28. November 2010 / 00:19 Uhr

Sinn Fein – 105 Jahre republikanische Bewegung in Irland

Am 28. November 1905 gründete Arthur Griffith in Dublin eine Partei, die über mehr als hundert Jahre das Schicksal der Grünen Insel auf unterschiedlichste Weise mitbestimmen sollte. Obwohl sie bereits mehrmals totgesagt wurde, erlebt Sinn Fein (gälisch für “Wir Selbst”) gerade in unseren Tagen einen neuen Aufschwung. Durch ihren Sieg in einem Wahlkreis in Nordwestirland könnte die Sinn Fein auch die Budgetpläne der Regierung von Brian Cowen zu Fall bringen. Sinn Fein könnte also wieder einmal Furore machen – Grund genug sich mit der wechselhaften Geschichte der Partei und ihrer derzeitigen Position auseinanderzusetzen.

Widerstand gegen die Briten und irische Unabhängigkeit

Die Anfänge der Partei waren alles andere als verheißungsvoll. Griffiths Ziel der Selbstverwaltung für Irland unter dem Dach des britischen Empire – als Vorbild diente ihm die Doppelmonarchie Österreich-Ungarn – schien in weiter Ferne. Auf dem Höhepunkt seiner Macht hatte das britische Weltreich seine älteste Kolonie weiterhin fest im Griff, alle irischen Unabhängigkeitsbestrebungen bisher waren grausam unterdrückt worden und es deutete nichts auf eine Veränderung hin. Auch die Unterstützung in der Bevölkerung war zunächst nicht überragend. Eine Wende brachte erst der Osteraufstand 1916. Obwohl die Revolte, die zunächst wenig Rückhalt bei den Iren genoss, niedergeschlagen wurde, so trug das brutale Vorgehen der Briten gegen die Rebellen zu einem bei Meinungsumschwung bei.

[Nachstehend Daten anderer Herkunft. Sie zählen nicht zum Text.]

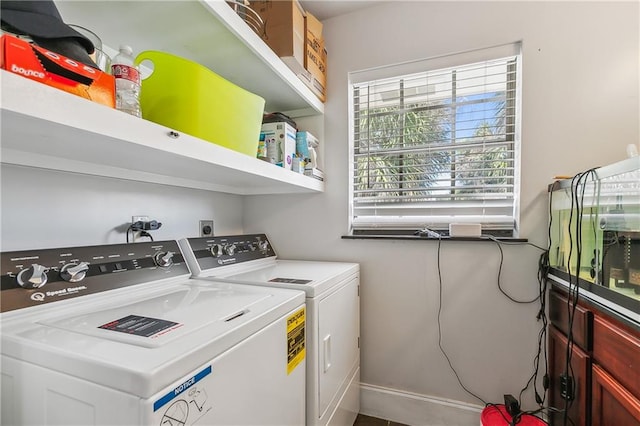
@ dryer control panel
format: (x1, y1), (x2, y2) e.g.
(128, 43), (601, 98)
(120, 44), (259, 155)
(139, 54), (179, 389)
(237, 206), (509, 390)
(180, 234), (276, 274)
(0, 241), (188, 313)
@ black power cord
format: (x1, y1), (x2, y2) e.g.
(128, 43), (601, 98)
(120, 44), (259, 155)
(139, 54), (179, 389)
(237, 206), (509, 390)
(126, 220), (162, 243)
(139, 230), (154, 242)
(427, 168), (601, 425)
(486, 236), (551, 413)
(558, 168), (598, 426)
(433, 232), (488, 406)
(430, 218), (564, 424)
(433, 231), (551, 411)
(489, 168), (596, 426)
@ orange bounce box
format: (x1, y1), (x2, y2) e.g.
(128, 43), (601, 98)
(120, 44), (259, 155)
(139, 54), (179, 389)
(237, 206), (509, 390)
(1, 34), (115, 107)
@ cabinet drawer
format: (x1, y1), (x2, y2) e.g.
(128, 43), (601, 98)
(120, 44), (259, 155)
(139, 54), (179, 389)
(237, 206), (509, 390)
(593, 316), (640, 397)
(549, 290), (593, 351)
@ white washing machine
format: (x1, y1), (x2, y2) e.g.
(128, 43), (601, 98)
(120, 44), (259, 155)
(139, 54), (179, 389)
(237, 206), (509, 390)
(1, 240), (306, 426)
(179, 234), (360, 426)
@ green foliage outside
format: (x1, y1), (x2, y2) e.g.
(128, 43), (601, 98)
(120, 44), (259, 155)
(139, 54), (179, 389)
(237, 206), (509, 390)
(355, 97), (512, 204)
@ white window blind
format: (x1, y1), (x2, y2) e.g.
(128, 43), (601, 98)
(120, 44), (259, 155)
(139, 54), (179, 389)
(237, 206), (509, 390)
(350, 45), (521, 236)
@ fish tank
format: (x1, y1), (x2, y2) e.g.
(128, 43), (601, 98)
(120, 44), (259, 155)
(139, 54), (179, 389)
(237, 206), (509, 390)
(548, 156), (639, 323)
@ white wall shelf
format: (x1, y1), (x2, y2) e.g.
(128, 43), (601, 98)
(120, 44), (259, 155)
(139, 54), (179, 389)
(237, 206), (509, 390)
(55, 0), (324, 117)
(2, 0), (327, 195)
(1, 71), (324, 195)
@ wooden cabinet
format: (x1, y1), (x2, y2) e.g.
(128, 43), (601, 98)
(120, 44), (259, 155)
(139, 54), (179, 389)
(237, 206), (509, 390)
(549, 285), (640, 426)
(591, 315), (640, 425)
(548, 325), (591, 426)
(549, 291), (593, 351)
(592, 364), (640, 426)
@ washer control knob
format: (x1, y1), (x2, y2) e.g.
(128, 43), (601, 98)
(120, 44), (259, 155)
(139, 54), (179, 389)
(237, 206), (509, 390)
(224, 244), (237, 256)
(60, 262), (90, 283)
(258, 240), (269, 252)
(210, 244), (223, 257)
(154, 251), (174, 267)
(17, 264), (48, 289)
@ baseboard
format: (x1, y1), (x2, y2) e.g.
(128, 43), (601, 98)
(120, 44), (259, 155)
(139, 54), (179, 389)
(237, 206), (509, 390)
(360, 383), (483, 426)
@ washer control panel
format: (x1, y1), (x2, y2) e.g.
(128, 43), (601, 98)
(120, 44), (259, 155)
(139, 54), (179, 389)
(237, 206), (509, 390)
(181, 234), (276, 273)
(1, 241), (188, 313)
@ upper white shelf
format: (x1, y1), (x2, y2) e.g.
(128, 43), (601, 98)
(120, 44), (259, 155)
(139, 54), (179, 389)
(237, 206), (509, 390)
(0, 71), (324, 195)
(55, 0), (324, 117)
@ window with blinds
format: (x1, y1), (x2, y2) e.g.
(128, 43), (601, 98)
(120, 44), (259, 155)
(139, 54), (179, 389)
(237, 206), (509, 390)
(350, 44), (521, 236)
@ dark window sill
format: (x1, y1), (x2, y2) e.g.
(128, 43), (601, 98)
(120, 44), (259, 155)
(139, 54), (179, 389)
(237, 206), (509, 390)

Der neue Parteichef Eamon de Valera (Bild links) machte Sinn Fein zu einem Sammelbecken aller irischen nationalen Bewegungen. Gleichzeitig baute Michael Collins die Irisch Republikanische Armee auf, die der militärische Arm der Sinn Fein werden sollte. Nach ihrem überwältigenden Sieg bei den Unterhauswahlen 1918 – 75 der 103 irischen Mandate gingen an Sinn Fein – riefen ihre Abgeordneten 1919 die Irische Republik aus. Im darauffolgenden Unabhängigkeitskrieg konnte die IRA die Briten zum Rückzug zwingen, Nordirland verblieb aber beim Vereinigten Königreich. Über die Frage, ob das Anglo-Irische Abkommen von 1921 anzunehmen sei, spaltete sich Sinn Fein. Aus den Befürwortern des Vertrages, darunter waren unter anderem Sinn-Fein-Gründer Arthur Griffith und IRA-Chef Michael Collins, ging die Partei Fine Gael (Stamm der Iren) hervor.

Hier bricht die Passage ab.